Caímos en desgracia y ahora sí, nadie ponía feliz a mi mamá. Lo peor vino después, cuando el príncipe traidor grabó un disco titulado 40 y 20 y, por alguna extraña coincidencia, mi papá había sido descubierto con una veinteañera y su señora esposa lo corrió para siempre de la casa. Pero como el abogado efectivamente también era Pedro Armendáriz (macho, arriesgado y jugando a su favor) se mudó —pese a las negativas de mi progenitora— a una cuadra de la casa, porque yo —y mis hermanas— seguíamos siendo sus niñas bonitas, preciosas que nos quería tanto y él seguía enamorado de su esposa, así dijo.
José José se vino a menos y mis papás se divorciaron. La de veinte cumplió treinta y le exigió matrimonio al licenciado, se casaron, dicen, pero yo no lo creí, porque en vacaciones, cumpleaños, fines de semana y navidades el señor estuvo siempre con nosotros; la separación en su extraordinaria paradoja, lo obligó a hacer acto de presencia.
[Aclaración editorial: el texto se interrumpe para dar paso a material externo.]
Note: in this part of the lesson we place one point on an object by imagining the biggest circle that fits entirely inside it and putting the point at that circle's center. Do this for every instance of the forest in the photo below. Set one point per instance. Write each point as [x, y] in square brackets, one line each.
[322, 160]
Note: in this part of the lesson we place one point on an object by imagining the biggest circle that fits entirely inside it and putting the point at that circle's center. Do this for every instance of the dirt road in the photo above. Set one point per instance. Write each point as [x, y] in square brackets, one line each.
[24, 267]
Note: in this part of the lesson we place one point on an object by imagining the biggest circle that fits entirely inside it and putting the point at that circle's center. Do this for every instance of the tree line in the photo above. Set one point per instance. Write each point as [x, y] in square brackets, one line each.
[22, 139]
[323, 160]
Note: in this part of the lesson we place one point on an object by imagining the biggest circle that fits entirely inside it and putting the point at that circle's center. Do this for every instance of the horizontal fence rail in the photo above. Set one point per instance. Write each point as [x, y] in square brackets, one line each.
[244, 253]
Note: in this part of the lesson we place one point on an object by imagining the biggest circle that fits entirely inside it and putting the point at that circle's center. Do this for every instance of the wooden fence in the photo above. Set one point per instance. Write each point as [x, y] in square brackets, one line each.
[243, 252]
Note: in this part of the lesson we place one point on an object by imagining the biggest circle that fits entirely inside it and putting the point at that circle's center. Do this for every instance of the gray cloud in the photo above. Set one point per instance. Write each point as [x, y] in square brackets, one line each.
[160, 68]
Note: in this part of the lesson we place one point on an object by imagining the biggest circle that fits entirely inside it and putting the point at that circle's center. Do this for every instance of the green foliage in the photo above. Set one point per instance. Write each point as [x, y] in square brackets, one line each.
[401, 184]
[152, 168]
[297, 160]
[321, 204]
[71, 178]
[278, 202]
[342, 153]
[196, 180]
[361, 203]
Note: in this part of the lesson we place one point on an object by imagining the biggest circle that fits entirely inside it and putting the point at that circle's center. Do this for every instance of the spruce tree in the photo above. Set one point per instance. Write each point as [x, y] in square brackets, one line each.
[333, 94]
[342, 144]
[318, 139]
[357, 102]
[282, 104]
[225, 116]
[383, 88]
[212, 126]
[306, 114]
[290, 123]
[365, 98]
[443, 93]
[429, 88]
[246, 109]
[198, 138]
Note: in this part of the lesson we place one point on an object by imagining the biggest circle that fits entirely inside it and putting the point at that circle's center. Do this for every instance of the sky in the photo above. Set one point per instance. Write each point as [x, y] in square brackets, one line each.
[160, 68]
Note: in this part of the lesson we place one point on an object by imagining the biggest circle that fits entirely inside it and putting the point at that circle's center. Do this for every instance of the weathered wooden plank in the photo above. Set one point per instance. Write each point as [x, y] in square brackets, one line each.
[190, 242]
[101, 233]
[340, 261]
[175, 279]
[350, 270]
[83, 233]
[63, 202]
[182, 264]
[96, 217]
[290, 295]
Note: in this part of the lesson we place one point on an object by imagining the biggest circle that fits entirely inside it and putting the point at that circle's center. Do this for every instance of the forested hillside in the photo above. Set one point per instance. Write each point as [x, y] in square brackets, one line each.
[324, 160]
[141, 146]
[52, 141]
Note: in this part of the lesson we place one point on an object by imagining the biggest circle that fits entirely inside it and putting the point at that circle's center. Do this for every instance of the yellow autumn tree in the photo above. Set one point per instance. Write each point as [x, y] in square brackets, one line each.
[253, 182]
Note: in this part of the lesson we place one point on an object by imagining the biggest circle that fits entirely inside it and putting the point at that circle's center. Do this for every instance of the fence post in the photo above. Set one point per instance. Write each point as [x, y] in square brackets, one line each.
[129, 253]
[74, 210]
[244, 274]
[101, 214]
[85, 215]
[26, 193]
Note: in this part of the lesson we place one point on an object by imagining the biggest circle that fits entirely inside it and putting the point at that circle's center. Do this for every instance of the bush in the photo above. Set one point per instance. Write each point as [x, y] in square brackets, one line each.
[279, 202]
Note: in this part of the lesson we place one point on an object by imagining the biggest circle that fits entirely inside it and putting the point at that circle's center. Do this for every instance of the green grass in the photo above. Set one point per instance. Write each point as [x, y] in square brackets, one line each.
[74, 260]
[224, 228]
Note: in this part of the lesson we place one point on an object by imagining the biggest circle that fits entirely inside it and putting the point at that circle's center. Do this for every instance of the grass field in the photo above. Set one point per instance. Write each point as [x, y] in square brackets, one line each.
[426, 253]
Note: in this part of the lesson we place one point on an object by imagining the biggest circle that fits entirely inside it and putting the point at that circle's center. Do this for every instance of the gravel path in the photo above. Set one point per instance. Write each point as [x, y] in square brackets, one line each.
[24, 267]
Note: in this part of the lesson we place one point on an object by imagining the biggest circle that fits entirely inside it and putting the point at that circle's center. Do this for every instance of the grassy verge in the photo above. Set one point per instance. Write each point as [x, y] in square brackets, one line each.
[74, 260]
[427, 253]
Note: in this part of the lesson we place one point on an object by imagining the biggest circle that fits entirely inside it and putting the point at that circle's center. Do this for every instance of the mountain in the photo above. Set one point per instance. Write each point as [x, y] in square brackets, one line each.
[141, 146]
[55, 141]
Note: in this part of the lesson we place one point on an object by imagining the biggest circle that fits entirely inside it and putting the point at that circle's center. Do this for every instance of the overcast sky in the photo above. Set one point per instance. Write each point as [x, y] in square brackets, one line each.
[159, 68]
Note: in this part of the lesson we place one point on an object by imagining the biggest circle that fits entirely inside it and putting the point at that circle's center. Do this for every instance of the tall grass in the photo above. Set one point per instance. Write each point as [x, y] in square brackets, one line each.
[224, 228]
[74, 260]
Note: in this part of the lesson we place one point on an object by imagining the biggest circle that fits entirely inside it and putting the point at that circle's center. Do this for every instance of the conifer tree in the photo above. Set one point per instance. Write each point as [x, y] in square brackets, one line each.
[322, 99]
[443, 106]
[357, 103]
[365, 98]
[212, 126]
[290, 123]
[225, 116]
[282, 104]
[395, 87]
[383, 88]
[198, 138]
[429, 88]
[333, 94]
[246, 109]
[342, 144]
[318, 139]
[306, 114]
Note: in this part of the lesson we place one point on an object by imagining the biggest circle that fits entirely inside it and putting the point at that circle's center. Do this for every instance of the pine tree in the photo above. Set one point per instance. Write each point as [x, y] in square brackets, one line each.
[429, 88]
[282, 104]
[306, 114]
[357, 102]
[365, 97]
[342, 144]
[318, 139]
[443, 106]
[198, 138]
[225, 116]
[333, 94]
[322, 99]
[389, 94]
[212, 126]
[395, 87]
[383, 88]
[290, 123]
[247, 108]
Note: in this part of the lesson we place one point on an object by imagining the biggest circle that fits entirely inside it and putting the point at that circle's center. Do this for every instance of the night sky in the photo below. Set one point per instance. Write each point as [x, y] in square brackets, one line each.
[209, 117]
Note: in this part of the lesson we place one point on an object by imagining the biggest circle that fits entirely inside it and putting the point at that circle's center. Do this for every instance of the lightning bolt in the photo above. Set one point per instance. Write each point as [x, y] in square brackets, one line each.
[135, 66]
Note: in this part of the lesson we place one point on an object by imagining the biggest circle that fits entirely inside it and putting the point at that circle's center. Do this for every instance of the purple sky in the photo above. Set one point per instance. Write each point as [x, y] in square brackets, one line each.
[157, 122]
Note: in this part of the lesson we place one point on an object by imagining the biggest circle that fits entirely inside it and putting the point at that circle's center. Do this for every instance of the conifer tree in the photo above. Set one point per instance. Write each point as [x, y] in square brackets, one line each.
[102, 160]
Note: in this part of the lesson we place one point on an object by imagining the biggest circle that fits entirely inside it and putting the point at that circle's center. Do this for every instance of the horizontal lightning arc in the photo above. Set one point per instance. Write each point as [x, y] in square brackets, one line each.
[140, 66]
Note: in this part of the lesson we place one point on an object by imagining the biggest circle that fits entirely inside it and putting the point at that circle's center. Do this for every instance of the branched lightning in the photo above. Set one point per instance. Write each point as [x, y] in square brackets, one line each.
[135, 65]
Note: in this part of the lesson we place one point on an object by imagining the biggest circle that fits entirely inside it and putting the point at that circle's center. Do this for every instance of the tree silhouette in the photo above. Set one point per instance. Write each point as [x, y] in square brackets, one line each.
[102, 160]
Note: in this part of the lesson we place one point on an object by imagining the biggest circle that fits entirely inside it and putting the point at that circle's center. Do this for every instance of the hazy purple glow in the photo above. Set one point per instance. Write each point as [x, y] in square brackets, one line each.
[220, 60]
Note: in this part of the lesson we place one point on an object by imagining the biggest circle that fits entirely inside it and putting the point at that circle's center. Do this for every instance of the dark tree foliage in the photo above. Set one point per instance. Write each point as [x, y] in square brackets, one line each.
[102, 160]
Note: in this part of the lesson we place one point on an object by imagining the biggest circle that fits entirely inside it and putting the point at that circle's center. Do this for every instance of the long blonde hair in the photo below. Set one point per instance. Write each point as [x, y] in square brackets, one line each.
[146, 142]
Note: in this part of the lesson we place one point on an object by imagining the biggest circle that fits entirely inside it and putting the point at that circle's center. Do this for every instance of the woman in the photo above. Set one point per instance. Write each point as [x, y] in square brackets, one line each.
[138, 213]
El divorcio no divorcio enfureció a la esposa no esposa de mi padre, quien desató una guerra de todas las intensidades posibles que incluyó, desde huevos estrellados en la ventana de mi casa, hasta el acoso automovilístico maternal y, para ese entonces el intérprete de “El Triste” tenía una segunda esposa que le hacía brujería, mientras el país entero se enteraba porque la madre de sus hijos lo denunciaba en televisión y la mía, enojada, decía: “se lo merece”.
Mi mamá nunca perdonó a José José, pero los recuerdos más bonitos de mi infancia son de ella joven, guapa, bien vestida, cantándolo, comiendo Pastisetas. Asumió como triunfo que en un segundo matrimonio mi papá nunca pudo estar, porque luego de veinte años tampoco terminó de divorciarse. El abogado la acompañó en el hospital, la enterró cuando murió, y bañado en lágrimas se justificaba diciendo “es la madre de mis hijos”, coronado de un “sí, cómo no” de la entrañable señora Pera.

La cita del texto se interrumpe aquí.